Figure 8.16 results after changing the **Horizontal Bins Breaks** option
to **Unique Values**. At this point, the two categories for the horizontal conditioning
variable correspond to the values of 0 and 1 for the population change indicator
variable.

Conditioning on this variable does provide some indication of *interaction*. For
**pch12 = 1**, the linear relationship between **peduc_20** and **pfood_20** is strong
and positive, and not affected by altitude. However, for **pch12 = 0**, there does not
seem to be a significant slope for any of the subgraphs, suggesting a lack of relationship
between the two variables in those municipalities suffering from population loss. The
change in sign of the slope along altitude is not meaningful since the slopes are
not significant.

If only the horizontal classification had been used as a condition, the result
would be the same as a **Regimes Regression** in a standard scatter plot. However,
in order to consider the simultaneous conditioning on two variable,six separate selection sets would be required to create six individual scatter plots with regimes, which is not very practical. In addition, the double conditioning allows for the investigation of
more complex interactions among the variables.
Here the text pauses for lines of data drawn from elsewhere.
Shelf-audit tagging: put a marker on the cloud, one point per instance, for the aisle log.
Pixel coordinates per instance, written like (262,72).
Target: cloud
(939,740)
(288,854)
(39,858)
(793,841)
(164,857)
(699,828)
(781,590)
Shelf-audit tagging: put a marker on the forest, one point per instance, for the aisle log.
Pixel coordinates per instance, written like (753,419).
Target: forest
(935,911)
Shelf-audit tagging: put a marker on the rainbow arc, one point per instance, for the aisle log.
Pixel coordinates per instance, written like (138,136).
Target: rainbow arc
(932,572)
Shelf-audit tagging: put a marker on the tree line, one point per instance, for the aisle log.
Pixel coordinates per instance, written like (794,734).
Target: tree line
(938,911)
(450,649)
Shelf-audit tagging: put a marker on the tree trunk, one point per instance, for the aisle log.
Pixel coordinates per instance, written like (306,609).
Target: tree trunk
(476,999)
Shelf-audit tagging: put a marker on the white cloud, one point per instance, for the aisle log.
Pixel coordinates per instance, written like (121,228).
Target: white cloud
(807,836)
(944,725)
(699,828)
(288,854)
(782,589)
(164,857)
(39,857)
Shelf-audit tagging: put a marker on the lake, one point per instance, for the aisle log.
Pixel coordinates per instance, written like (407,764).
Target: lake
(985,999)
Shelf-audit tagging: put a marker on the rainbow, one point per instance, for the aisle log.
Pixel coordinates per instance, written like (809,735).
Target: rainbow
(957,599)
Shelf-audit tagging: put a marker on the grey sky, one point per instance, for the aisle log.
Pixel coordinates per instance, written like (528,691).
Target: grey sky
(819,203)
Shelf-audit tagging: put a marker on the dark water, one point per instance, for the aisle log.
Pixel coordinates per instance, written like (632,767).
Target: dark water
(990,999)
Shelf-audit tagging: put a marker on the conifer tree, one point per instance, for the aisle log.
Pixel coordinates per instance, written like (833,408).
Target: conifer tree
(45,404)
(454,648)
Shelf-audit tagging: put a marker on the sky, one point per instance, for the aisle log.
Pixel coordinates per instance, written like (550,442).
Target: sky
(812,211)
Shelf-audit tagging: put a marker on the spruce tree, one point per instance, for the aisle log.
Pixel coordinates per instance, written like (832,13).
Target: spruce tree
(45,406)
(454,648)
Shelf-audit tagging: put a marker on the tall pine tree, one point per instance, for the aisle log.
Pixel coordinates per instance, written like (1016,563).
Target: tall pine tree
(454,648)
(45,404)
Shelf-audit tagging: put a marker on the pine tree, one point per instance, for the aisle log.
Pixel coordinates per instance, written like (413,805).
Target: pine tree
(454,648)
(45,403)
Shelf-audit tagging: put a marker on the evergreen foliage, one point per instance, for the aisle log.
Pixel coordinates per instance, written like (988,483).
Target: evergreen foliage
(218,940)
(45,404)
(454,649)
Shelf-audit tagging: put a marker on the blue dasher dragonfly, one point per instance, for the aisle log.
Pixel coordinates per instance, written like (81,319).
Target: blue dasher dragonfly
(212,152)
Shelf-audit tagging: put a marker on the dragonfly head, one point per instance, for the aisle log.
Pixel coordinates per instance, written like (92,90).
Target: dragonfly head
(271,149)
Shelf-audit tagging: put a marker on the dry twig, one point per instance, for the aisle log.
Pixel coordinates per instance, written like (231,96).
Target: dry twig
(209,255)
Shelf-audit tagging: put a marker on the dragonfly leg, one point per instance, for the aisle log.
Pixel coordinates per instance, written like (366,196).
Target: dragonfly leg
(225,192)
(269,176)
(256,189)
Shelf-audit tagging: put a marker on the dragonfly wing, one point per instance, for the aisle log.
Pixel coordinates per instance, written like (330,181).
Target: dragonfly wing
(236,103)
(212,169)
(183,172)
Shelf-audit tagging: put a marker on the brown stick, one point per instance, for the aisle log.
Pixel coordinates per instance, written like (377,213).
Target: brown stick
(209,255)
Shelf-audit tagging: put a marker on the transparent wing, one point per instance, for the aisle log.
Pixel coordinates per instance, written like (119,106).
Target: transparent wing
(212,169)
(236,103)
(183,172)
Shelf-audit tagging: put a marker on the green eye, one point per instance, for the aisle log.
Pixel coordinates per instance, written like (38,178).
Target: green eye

An alternative as well as generalization of the consideration of spatial heterogeneity
by means of the **Averages Chart** (see Section 7.5.1) is the
application of a **Conditional Box Plot** with a conditioning variable that
corresponds to *spatial subsets* of the data. In
Figure 8.17, this is illustrated for **pheal_20** (percent population
that lacks access to health care), using the **Region** classification as the
conditioning variable along the horizontal axis. In the graph, **Valles Centrales** (8)
shows a median value that is higher than the other regions, with **Canada** (1) having
the best median health outcome (lowest value for lack of access). While the conditional
box plot is not an alternative to a formal difference in means (or medians) test,
it provides a visual overview of the extent to which heterogeneity may be present.

### 8.4.3 Conditional Maps

A final example is the conditional map or micromap matrix shown in
Figure 8.18. Four box maps are included for **ppov_20**, conditioned
by **peduc_20** on the horizontal axis and **pheal_20** on the vertical axis. The graph
is obtained after changing the bin breaks to two quantiles, i.e., below and above
the median for each of the conditioning variable.

As before, the interest lies in the extent to which the maps represent similar
spatial patterns in each of the subcategories. The maps suggest an interaction with
**peduc**, where more of the brown values (more poverty) are found for above median
values for lack of education, and more blue values (less poverty) in the lower median
(better education). A potential interaction with health access is less pronounced.

As in any EDA exercise, considerable experimentation may be needed before any meaningful patterns are found for the right categories of conditioning variables. Of course, this runs the danger than one ends up finding what one wants to find, an issue which revisited in Chapter 21.